C’est l’une des raisons d’être du Dodd-Frank Act adopté en Juillet 2010. Son objectif : limiter la croissance du secteur bancaire et réduire les risques de déstabilisation du système financier. Des risques biens réels lorsque l’on se souvient que les aides de la FED durant la crise financière de 2008 ont représenté 4.700 milliards de dollars. En d’autres termes, empêcher les banques de devenir « too big to fail », de telle sorte que le gouvernement ne soit pas dans l’obligation d’utiliser l’argent du contribuable pour sauver les actionnaires des grandes banques et autres institutions financières dans l’éventualité d’une crise.(Source Bloomberg – http://www.sigtarp.gov/reports/congress/2009/July2009QuarterlyreporttoCongress).

Un objectif louable, mais à ceci près que le Dodd-Franck Act porte en lui-même les germes de sa neutralisation.

Un trou béant dans le filet de la régulation

Crée par Le Dodd-Franck Act, le Financial Stability Oversight Council (FSOC) considère que tout holding bancaire présente un risque systémique à partir de 50 milliards de dollars d’actifs consolidés. 34 holdings bancaires américains dépasseraient ce seuil, de ZION Bancorporation avec 51,5 milliards, à JP Morgan avec 2.268 milliards (Source Bloomberg : http://www.ffiec.gov/nicpubweb/nicweb/Top50Form.aspx)

Au-delà de ce seuil, les régulateurs ont introduit une exception interdisant toute acquisition donnant lieu à une transaction dépassant 10 % du total des passifs consolidés du secteur bancaire.

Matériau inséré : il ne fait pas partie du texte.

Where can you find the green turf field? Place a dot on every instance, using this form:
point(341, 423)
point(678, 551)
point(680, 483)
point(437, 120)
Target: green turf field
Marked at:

Les quatre premières banques américaines détenant respectivement 3,03 %, 4,68 %, 5,20 % et 5,46 % de ce total, on comprend aisément que ce deuxième verrou limite considérablement les fusions entre les banques du Top 4.

En revanche, le Dodd-Franck Act comporte une disposition spécifique prévoyant que ce seuil de 10 % ne s’applique pas en cas d’acquisition d’une banque en défaut ou en danger de défaut (Dodd-Franck Act – section 622).

Autant parler d’une faille béante qui présente toutes les caractéristiques d’une impasse stratégique.

En effet, au rythme des défaillances bancaires, il ne semble pas y avoir d’autre alternative que d’amender le Dodd-Franck Act pour remonter ce seuil de 50 milliards de dollars… et laisser filer une concentration porteuse de risques systémiques encore plus grands.

De quoi réfléchir lorsque l’on sait que la masse des produits dérivés générés par le système financier américain au sens large a connu une croissance de 40 % entre 2008 et 2001, passant de 176.000 à 244.000 milliards de dollars (Source Weiss Ratings).

Assurément un point de fragilisation supplémentaire dans un édifice bancaire chapeauté par une banque centrale dont les actifs représentent déjà près de 3.000 milliards de dollars pour seulement 60 milliards de fonds propres.

Peut-être est-il inutile de rappeler que la FED est une banque centrale, mais qu’elle reste avant tout une banque, avec un bilan. Une dévalorisation de simplement 2 % de ses actifs suffirait à absorber ses fonds propres (3000*2%=60) ; une volatilité de 2 % n’étant pas excessive dans le contexte financier actuel.